The reason
I started to write this blog in 2009 was the social vacuum I had to experience when
I moved to Nicaragua to do field research for my work and for my PhD thesis.
Now, three years and over hundred blog entries later, I am ready to finalise my
thesis…and I am doing this in Latin America.
Before
leaving Innsbruck last Thursday, someone recommended me to order halal food in the
transatlantic flight (halal is the way of preparing food according to Islamic
law).
This year,
Easter Monday (which is a public holiday in Austria) was also April Fools’
Day…and it all started that very Monday…I was cleaning my room and doing the
laundry when the kitchen flooded. The water from the laundry machine was coming
out of the sink. I called the plumber and after repairing the pipeline I heard
him saying “shit”. That is the last the word you want to hear from a technician
repairing your drainage. The plumber said that because he lost some tool in the pipeline and he had to again to get it out.
Tuesday was
supposed to be the first day of my “PhD-sabbatical” and I was looking forward
to sleep until late, but the plumber rang at 7:50. It took him two hours to
find the cable he lost…120 minutes of the most abstract and loud mechanical
noises.
After the
plumber left, I tried to sleep again…in vain, so I tried to do the flight
check-in. I flew with Iberia, but my ticket was issued by American Airlines, so
I couldn´t order my halal-meal.
I was very disappointed
because I knew I was going to eat either chicken or pasta, instead of halal or
kosher. But when I was in the waiting room in Madrid, I realised the transatlantic
flight was a code-shared flight with the airline “El Al”…and “El Al” is Israel Airlines.
So, there I
was, two Jews sitting in front of me, one on the back, a whole family in the
centre row and two rabbis 150 centimeters behind me. All of them eating from
their sealed kosher-meal boxes (by the way, they do not meditate before eating).
I was relieved to have a nice old French-speaking lady next to me.

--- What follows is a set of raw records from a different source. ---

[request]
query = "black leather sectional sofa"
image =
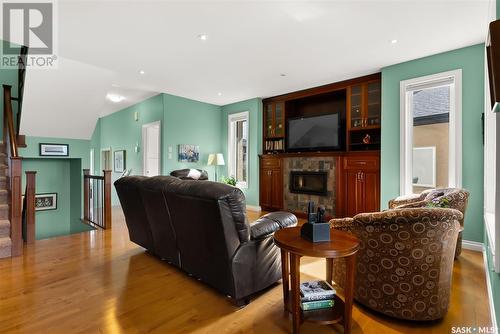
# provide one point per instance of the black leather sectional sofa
(202, 228)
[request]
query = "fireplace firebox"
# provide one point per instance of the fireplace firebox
(305, 182)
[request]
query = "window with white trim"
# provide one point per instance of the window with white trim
(238, 148)
(431, 132)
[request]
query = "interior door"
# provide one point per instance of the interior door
(151, 153)
(106, 159)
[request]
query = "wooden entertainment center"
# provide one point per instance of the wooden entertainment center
(352, 171)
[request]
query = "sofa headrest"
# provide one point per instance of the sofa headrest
(190, 174)
(231, 200)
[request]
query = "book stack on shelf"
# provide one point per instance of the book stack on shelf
(274, 145)
(316, 295)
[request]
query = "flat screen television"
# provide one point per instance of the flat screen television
(316, 133)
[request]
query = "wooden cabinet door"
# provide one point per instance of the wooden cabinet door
(279, 119)
(354, 193)
(265, 188)
(371, 191)
(276, 189)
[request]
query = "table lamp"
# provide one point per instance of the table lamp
(216, 159)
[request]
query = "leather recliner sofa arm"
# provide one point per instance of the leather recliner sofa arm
(270, 223)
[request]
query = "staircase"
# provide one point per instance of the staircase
(5, 242)
(11, 211)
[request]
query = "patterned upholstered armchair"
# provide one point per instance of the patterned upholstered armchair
(405, 261)
(453, 198)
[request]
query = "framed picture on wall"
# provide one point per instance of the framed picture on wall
(54, 150)
(119, 161)
(45, 202)
(189, 153)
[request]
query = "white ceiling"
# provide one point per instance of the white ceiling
(106, 43)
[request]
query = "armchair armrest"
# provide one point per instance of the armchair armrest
(341, 223)
(405, 200)
(270, 223)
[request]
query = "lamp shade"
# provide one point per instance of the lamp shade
(216, 159)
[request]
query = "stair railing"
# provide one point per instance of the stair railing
(97, 199)
(14, 176)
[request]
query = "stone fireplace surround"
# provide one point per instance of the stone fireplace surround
(298, 202)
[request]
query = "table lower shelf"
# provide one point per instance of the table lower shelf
(324, 316)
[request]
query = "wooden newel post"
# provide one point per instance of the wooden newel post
(86, 194)
(107, 199)
(16, 221)
(30, 206)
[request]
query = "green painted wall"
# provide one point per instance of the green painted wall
(190, 122)
(52, 176)
(254, 108)
(119, 131)
(62, 175)
(95, 144)
(494, 277)
(184, 121)
(471, 61)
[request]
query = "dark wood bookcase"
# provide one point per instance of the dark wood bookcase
(358, 102)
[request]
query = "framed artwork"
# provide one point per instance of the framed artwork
(54, 150)
(119, 161)
(424, 166)
(44, 202)
(189, 153)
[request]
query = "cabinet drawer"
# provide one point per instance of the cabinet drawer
(271, 162)
(361, 163)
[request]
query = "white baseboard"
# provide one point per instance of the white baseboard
(493, 316)
(254, 208)
(473, 245)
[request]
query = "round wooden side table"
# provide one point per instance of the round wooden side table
(293, 247)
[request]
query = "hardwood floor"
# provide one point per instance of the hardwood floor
(100, 282)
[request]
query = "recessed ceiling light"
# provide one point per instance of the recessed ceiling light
(115, 98)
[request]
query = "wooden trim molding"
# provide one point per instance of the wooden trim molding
(323, 89)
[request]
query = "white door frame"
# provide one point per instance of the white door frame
(455, 130)
(106, 149)
(145, 149)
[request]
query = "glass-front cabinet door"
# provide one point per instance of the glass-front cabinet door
(356, 112)
(269, 114)
(275, 119)
(279, 119)
(373, 112)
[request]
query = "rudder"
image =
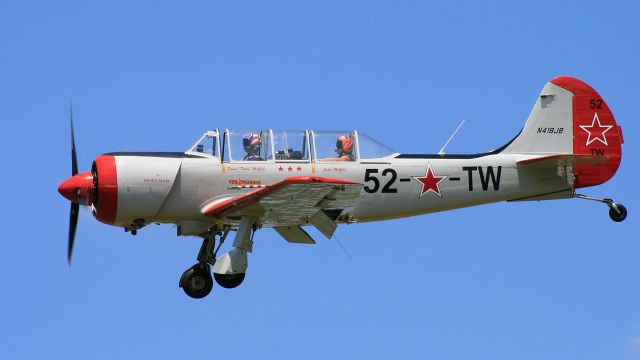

When that old lady told me she was from Morocco,
I understood I was lucky for ordering pasta instead of kosher or halal.
However, the bad luck continued when I arrived:
none of my two bags arrived. When my baggage arrives late, I kind of like it, because
I enjoy shopping for free with the voucher you get. However, this time was different;
I was worried for something illegal I had in one of my bags: queso…yes, lots of
queso.
My bags and the cheese stayed overnight in
Miami, and the average temperature in April in Miami is 28ºC and that is not
good for cheese.
After claiming
my bags, I went to the city centre and tried to relax with a cup of black tea.
I went to a wonderful old-fashioned café. The waiter got me all this on a
silver tray: An empty cup with a tea bag in it, a small pitcher with hot water
and an extra steel-glass with more hot water to refill the pitcher. Everything
looked so nice! …until the moment I discovered the tag of an old teabag inside
the small pitcher. I thought…ok, this can happen… but then, I found a second
tag of an even older teabag (that means even more brown) inside the extra steel-glass.